To find the speed of the second train, we can use the Doppler effect formula for sound:
f' = ((v + vd) / (v + vs)) * f
Where:
- f' is the frequency heard by the observer.
- v is the speed of sound in air (approximately 343 m/s).
- vd is the velocity of the detector (the second train) relative to the medium (air).
- vs is the velocity of the source (the first train) relative to the medium (air).
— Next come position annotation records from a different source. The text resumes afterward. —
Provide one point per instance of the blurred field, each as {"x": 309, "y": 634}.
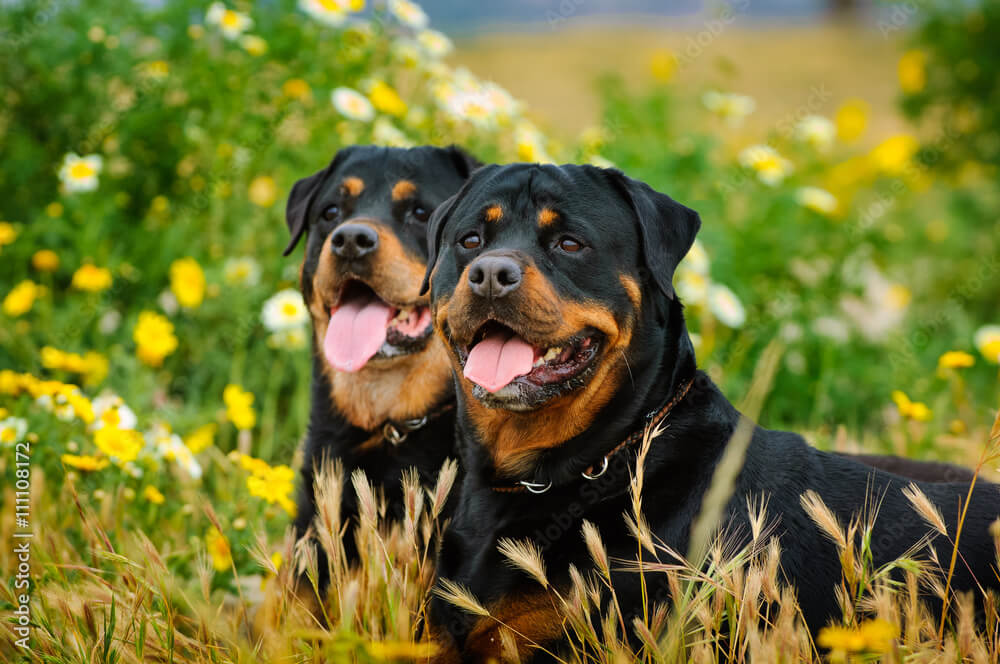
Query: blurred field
{"x": 781, "y": 67}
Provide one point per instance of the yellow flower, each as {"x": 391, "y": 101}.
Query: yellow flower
{"x": 201, "y": 438}
{"x": 218, "y": 550}
{"x": 275, "y": 485}
{"x": 21, "y": 298}
{"x": 262, "y": 191}
{"x": 987, "y": 340}
{"x": 154, "y": 337}
{"x": 122, "y": 445}
{"x": 893, "y": 155}
{"x": 187, "y": 282}
{"x": 296, "y": 88}
{"x": 91, "y": 278}
{"x": 871, "y": 636}
{"x": 851, "y": 120}
{"x": 45, "y": 260}
{"x": 153, "y": 495}
{"x": 7, "y": 233}
{"x": 663, "y": 65}
{"x": 914, "y": 410}
{"x": 253, "y": 44}
{"x": 385, "y": 99}
{"x": 956, "y": 359}
{"x": 239, "y": 407}
{"x": 84, "y": 462}
{"x": 913, "y": 71}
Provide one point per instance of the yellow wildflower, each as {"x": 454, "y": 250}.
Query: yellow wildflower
{"x": 914, "y": 410}
{"x": 45, "y": 260}
{"x": 187, "y": 282}
{"x": 91, "y": 278}
{"x": 201, "y": 438}
{"x": 385, "y": 99}
{"x": 122, "y": 445}
{"x": 21, "y": 298}
{"x": 154, "y": 337}
{"x": 262, "y": 191}
{"x": 851, "y": 120}
{"x": 239, "y": 407}
{"x": 893, "y": 155}
{"x": 7, "y": 233}
{"x": 153, "y": 495}
{"x": 871, "y": 636}
{"x": 663, "y": 65}
{"x": 913, "y": 71}
{"x": 218, "y": 550}
{"x": 956, "y": 359}
{"x": 84, "y": 462}
{"x": 987, "y": 340}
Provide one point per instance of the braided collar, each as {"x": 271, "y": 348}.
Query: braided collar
{"x": 653, "y": 419}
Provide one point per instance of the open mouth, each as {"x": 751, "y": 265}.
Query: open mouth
{"x": 510, "y": 372}
{"x": 364, "y": 327}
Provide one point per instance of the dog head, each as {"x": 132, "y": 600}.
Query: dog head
{"x": 365, "y": 217}
{"x": 541, "y": 278}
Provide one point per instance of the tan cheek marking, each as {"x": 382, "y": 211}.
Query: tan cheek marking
{"x": 403, "y": 189}
{"x": 547, "y": 216}
{"x": 353, "y": 185}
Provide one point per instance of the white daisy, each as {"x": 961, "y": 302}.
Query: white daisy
{"x": 434, "y": 43}
{"x": 731, "y": 107}
{"x": 352, "y": 104}
{"x": 232, "y": 23}
{"x": 80, "y": 173}
{"x": 817, "y": 200}
{"x": 241, "y": 271}
{"x": 12, "y": 430}
{"x": 408, "y": 13}
{"x": 284, "y": 310}
{"x": 771, "y": 167}
{"x": 328, "y": 12}
{"x": 725, "y": 306}
{"x": 817, "y": 131}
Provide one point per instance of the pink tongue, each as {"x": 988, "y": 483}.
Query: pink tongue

- f is the frequency of the source (the horn).
Let's plug in the given values:
f' = 136 Hz
f = 124 Hz
v = 343 m/s
We need to rearrange the formula to find the velocity of the second train (vd):
vd = ((f' / f) * (v + vs)) - v
Now, we can calculate vd:
vd = ((136 Hz / 124 Hz) * (343 m/s + 0 m/s)) - 343 m/s
vd = (1.096 * 343 m/s) - 343 m/s
vd = 374.728 m/s - 343 m/s
vd = 31.728 m/s
Therefore, the velocity/speed of the second train is approximately 31.728 m/s.